Student job opportunities at Lincoln


Max Decker

Shannan Fasold shows off some of the resources available at the Lincoln High School career center.

Max Decker

This article was written by a student in Intro to Mass Communications, the class that precedes The Cardinal Times. 

Shannan Fasold, career coordinator at Lincoln, says jobs are a useful thing for students; they’re great for a resume, help students find their interests, and help them make money.

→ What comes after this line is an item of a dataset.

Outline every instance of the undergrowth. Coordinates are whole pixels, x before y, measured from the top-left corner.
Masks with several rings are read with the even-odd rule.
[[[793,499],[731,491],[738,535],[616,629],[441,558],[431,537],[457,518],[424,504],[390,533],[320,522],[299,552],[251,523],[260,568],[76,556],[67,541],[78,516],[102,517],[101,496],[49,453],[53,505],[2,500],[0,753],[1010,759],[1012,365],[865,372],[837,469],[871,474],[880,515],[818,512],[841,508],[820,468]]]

Fasold also knows a lot about how jobs can impact students’ futures.

“I think that the most important thing is that students are getting involved in some way, because when you go to apply to a job that you really care about, if you don’t have anything to put on your resume as far as responsibilities that you’ve had, you’re not going to be a highly competitive candidate for that job,” said Fasold.

Fortunately, students have more opportunities for jobs now than ever, thanks to the pandemic.

“It’s a really good market to find jobs because a lot of businesses had to shut down, their workers went elsewhere, and now they’re trying to build back up and they don’t have the workers,” said Fasold. 

“I feel like retail positions right now are pretty easy to get because of labor shortages and they’re quick to hire people and teenagers and stuff,” said Lulu Bond, a sophomore who works part time at the counter of Saint Cupcake. 

One industry that’s accessible to students, even more so than usual at the moment, is the restaurant industry. A lot of restaurants have been working with fewer employees for the sake of safety, but are now in the process of rehiring. 

The only real requirement for working at a restaurant (besides being 16, but that varies from place to place) is having a Food Handlers’ Card, which is a $10 license that you can get online by passing a quiz.

A link to the Oregon Food Handlers’ Card, as well as many other resources for students looking for work and volunteer opportunities, are available on the Lincoln High School career center website.

Fasold says to remember it’s still a pandemic, so choose wisely while considering a job. 

“I think it’s really important to think about what the safety protocols [are] for that employer, like ask the questions in an interview, how have you changed any of your processes due to Covid,” said Fasold. 

Different establishments, whether you’re looking for work or volunteering, have different Covid regulations, which could play a role in your decisions. 

Fasold says senior and medical facilities often require being vaccinated, so if you want to work or volunteer somewhere that’s safer, those are some places to look into.

But Fasold advises that whatever you do, make sure you don’t wait too long before getting into the workforce.

“You don’t want to wait until that one plum thing comes along, because then maybe you don’t have [enough experiences] to become a real competitive candidate.”